An innovative method for implementing the technology of perovskite solar cells

Due to their high productivity and cheap production costs, perovskite solar cells have great potential as a future energy technology. However, due to the difficulty of scaling from small laboratory devices to large-scale modules or panels needed for commercial use, researchers are finding it difficult to bring this potential photovoltaic technology to commercial use.

The application of a self-assembled monolayer allows tight interfacial contact between the substrate and the perovskite layer with a perovskite coating, which allows improved photovoltaic performance and stability of the device. Image Credit: Nano Research Energy.

A research team has shown that using the blade coating approach, a self-assembled monolayer can be used to produce a large area of ​​perovskite film, encouraging the scale of perovskite photovoltaic technology. The researchers hope that their innovative approach will allow the commercialization of perovskite solar cell technology.

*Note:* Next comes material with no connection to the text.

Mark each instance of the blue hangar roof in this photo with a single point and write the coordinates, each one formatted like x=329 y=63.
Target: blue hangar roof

On May 12you2022, the team published its findings in Nano research energy.

Photovoltaic solar cells transform light energy into electricity with the help of semiconductors. Silicon is the main semiconductor material used in solar cells since the 1950s. However, the development of massive silicon crystals, as required by traditional solar panels, requires expensive and time-consuming manufacturing procedures. Perovskites have been used by scientists to create semiconductors with silicon-like characteristics.

Perovskites with their unique crystal structure are named after a mineral with a similar structure. Perovskites can be made at a lower cost and with less energy than silicon. Perovskite solar cells are also light and adaptable, which allows them to be used in areas such as windows and curved roofs. The world record for the efficiency of perovskite solar cells is 25.7%, which compares the efficiency of that of silicon solar cells.

Perovskite solar cells are produced by depositing layers of material on an underlying layer called a substrate. The researchers found that the surface characteristics of the substrate were crucial for the large area coating and the development of perovskite in developing the approach for high-speed coating with perovskite thin film deposition blades. This method leaves cavities in the buried interface of the perovskite layer, which has a negative impact on the performance of the device.

To solve this problem, we tested various materials for transporting holes and found that self-assembled monolayers are a class of promising materials for scaling up perovskite devices..

Alex Jen, Professor, City University, Hong Kong

Organic molecules are arranged in an ordered array in self-assembled monolayers. They have a functional head group that can bind to the substrate and an attachment group that can passivate the perovskite defects from above. These self-assembled monolayer molecules act as linkers, tightening the bond between the substrate and the perovskite layers, and eliminating intermediate gaps.

In addition, since the self-assembled monolayer is a monolayer, the charge carriers can be extracted from the perovskite to the substrate electrode efficiently by tunneling the charge, leading to improved device performance.

Alex Jen, Professor, City University, Hong Kong

Due to the small amount of material required, these functional self-assembled monolayers, which can be treated in solution, are particularly cost-effective. Self-assembled monolayers are effective when it comes to controlling the development of perovskite and passivation of any potential defects.

This new class of materials is very promising for facilitating the scaling up of perovskite photovoltaic technology..

Alex Jen, Professor, City University, Hong Kong

Researchers suggest using a variety of self-assembled monolayer molecules adapted to enhance perovskite solar technology in future experiments. The team wants to engineer the composition of perovskite precursors to enhance coating techniques in addition to further research into the design and synthesis of self-assembled monolayer molecules. It is crucial to understand how perovskite and self-assembled monolayers interact.

The Perovskite coating must be homogeneous and free of defects in order to create highly efficient and reliable solar modules. “We believe that our research will help reduce the gap between laboratory and plant to facilitate the commercialization of perovskite photovoltaic technology.“Jen added.

Jie Zeng, Leyu Bi, Yuanhang Cheng and Alex K.-Y. Jen from Hong Kong City University; and Baoming Xu of the Southern University of Science and Technology in Shenzhen, China, make up the research team.

This study was supported by an APRC grant from the Hong Kong City University and a grant from the GRF from the Hong Kong Research Council.

Reference in the magazine:

Zeng, J., et al. (2022) Self-assembled monolayer allowing improved buried interfaces in perovskite solar cells with perovskite coating for high efficiency and stability. Nano research energy.